The Healey administration announced on Dec. 16 that $100 million  would be distributed to all Massachusetts municipalities for local infrastructure projects. This money comes from revenue generated by the Fair Share Amendment—a law that imposes a 4% surtax on annual incomes above $1 million. The Fair Share Amendment became law after 52 percent of voters approved the measure during the 2022 midterm election.

“This funding is particularly impactful because we are empowering cities and towns to decide how to use it to address their unique needs,” Healey said. “We are grateful to the Legislature for making this funding available and look forward to seeing how the municipalities will use it to strengthen their communities.”

North Attleborough Director of Public Works Mark Hollowell said the money provided by the Healey administration would help in the rehabilitation of sidewalks and repairs to Mt. Hope Street.
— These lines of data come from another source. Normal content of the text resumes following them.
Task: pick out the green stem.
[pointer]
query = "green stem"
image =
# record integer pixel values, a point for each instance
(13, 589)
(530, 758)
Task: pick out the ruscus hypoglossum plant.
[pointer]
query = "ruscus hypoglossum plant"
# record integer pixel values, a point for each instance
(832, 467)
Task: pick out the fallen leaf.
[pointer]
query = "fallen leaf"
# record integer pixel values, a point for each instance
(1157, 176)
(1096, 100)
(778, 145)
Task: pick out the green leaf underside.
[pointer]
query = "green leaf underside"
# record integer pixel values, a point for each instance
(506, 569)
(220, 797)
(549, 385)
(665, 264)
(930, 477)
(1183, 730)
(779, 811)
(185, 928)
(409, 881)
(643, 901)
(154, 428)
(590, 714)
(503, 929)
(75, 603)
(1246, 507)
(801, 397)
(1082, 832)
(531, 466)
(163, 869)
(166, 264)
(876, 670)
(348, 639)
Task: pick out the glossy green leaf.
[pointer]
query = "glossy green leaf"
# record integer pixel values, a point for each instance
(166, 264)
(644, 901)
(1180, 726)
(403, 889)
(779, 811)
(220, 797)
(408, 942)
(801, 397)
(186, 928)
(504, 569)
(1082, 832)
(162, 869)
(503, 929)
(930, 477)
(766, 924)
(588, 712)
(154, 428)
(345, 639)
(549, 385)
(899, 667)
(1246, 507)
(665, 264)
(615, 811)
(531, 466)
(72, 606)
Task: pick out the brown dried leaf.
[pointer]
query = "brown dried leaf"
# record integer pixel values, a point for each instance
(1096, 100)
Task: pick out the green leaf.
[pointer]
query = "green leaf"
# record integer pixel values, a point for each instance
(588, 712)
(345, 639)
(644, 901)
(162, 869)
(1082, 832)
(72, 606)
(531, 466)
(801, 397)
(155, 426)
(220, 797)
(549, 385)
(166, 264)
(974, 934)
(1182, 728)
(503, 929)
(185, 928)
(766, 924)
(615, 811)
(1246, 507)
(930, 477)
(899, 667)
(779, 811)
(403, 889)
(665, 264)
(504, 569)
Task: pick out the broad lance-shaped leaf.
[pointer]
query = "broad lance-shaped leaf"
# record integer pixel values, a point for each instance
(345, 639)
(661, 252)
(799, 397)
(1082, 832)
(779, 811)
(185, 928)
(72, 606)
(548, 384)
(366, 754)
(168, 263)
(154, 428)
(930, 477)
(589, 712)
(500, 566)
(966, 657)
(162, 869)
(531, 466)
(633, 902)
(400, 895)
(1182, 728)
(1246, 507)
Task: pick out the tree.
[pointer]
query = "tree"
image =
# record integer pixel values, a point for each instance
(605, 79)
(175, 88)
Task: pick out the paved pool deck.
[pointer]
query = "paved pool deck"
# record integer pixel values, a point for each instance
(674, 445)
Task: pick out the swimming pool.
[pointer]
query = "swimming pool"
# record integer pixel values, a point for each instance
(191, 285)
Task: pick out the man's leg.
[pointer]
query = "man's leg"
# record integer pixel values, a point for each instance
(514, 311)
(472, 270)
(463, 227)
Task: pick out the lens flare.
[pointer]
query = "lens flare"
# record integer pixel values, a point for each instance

“We will try to get some road work done,” Hollowell said. “With the additional $398,000, you could get two miles of road paved. That would be the equivalent of creating a new sidewalk from the beginning of Route 1A all the way down to Town Hall on one side of S. Washington Street.”

The need for improvement to roads and sidewalks has been on the minds of residents and town officials for several years. Supporters of new sidewalk infrastructure argue that those who are older and have physical disabilities are at risk of injury because of the many gaps in sidewalks and unpaved surfaces.

Carolanne Clements Haddigan, a resident of Lindsey Street, said sidewalks are essential to keep pedestrians and children safe from oncoming traffic. Haddigan said she sees vehicles speeding on Lindsey Street and worries for the safety of residents and pedestrians.

“There are many walkers, runners and speeding cars all the time.’ Haddigan said. “They put stop signs on dead-end side streets and some other side streets, but not all. No one has slowed down since.”

Both Hollowell and Town Manager Michael Borg have asked state Rep. Adam Scanlon (D-North Attleborough) and state Sen. Paul Feeney (D-Foxboro) to call on House and Senate leadership as well as the Healey Administration to increase funding for Chapter 90, arguing the current formula does not keep pace with rising costs for asphalt and other tools. Hollowell said he is pleased with the additional $398,000 in funding but said more would help expedite current and upcoming infrastructure projects.

“Asphalt was $65 a ton in 2012 and now it’s doubled that amount,” Hollowell said. “Meanwhile, the legislature has been putting $200 million for Chapter 90 since then and it hasn’t changed. It’s great they increased it this year, but it has to be permanent.”